Guinn adalah penulis utama studi yang terbit di jurnal Remote Sensing of Environment. Studi tersebut meneliti kadar karbon dioksida di sekitar Gunung Etna di Italia. Dalam penelitiannya, dia membandingkan data dari sensor di sekitar gunung berapi dengan citra satelit, dan menemukan hubungan kuat antara naiknya kadar karbon dioksida dengan pepohonan yang lebih hijau.

Selama dua tahun, tim menemukan 16 lonjakan dalam karbon dioksida dan NDVI, sesuai dengan pergerakan magma di bawah tanah. Pola tersebut bahkan diamati lebih jauh dari patahan gunung.
Studi ini merujuk pada penelitian sebelumnya pada 2019, yang dipimpin oleh ahli vulkanologi Robert Bogue dari McGill University. Studi itu menunjukkan bahwa karbon dioksida yang dipancarkan oleh dua gunung berapi aktif di Kosta Rika berdampak pada warna daun di pohon-pohon tropis di daerah tersebut.

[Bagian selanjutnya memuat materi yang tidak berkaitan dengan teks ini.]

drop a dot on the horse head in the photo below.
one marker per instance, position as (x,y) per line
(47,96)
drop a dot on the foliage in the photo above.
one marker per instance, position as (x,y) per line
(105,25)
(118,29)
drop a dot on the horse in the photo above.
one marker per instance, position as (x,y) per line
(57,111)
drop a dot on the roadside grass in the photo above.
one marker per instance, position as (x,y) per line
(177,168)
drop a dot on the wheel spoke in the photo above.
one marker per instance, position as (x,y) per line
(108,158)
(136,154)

Kini, Guinn dan Bogue bersama peneliti lain sedang mengerjakan proyek yang dipimpin oleh NASA dan Smithsonian Institution, menganalisis perubahan warna tanaman di sekitar gunung berapi di Panama dan Kosta Rika.
Ini merupakan bagian dari misi kolaboratif Airborne Validation Unified Experiment: Land to Ocean (AVUELO), yang berupaya mengembangkan lebih banyak cara untuk mengukur kesehatan Bumi dari satelit. Metode saat ini, seperti Orbiting Carbon Observatory 2 milik NASA, hanya cukup untuk mendeteksi letusan besar.
“Gunung berapi yang mengeluarkan karbon dioksida dalam jumlah sedang yang mungkin menjadi pertanda letusan tidak akan muncul dalam citra satelit,” kata Bogue. “Ide utamanya adalah menemukan sesuatu yang dapat kita ukur secara langsung sebagai pengganti karbon dioksida, untuk memberi kita proksi guna mendeteksi perubahan emisi gunung berapi.”
Ada sejumlah sinyal yang dapat ditafsirkan untuk memprediksi letusan gunung berapi, termasuk gemuruh gelombang seismik dan perubahan ketinggian tanah. Dengan menghijaunya daun akibat emisi karbon dioksida, kini kita memiliki sinyal lain untuk diukur, meski bisa diterapkan di semua lokasi.
“Kami tidak hanya tertarik pada respons pohon pada karbon dioksida vulkanik sebagai peringatan dini akan letusan, tapi juga pada seberapa banyak pohon mampu menyerapnya, sebagai jendela menuju masa depan Bumi saat semua pohon di Bumi terpapar karbon dioksida tingkat tinggi,” kata Josh Fisher, ilmuwan iklim dari Chapman University di California yang juga bagian dari tim AVUELO.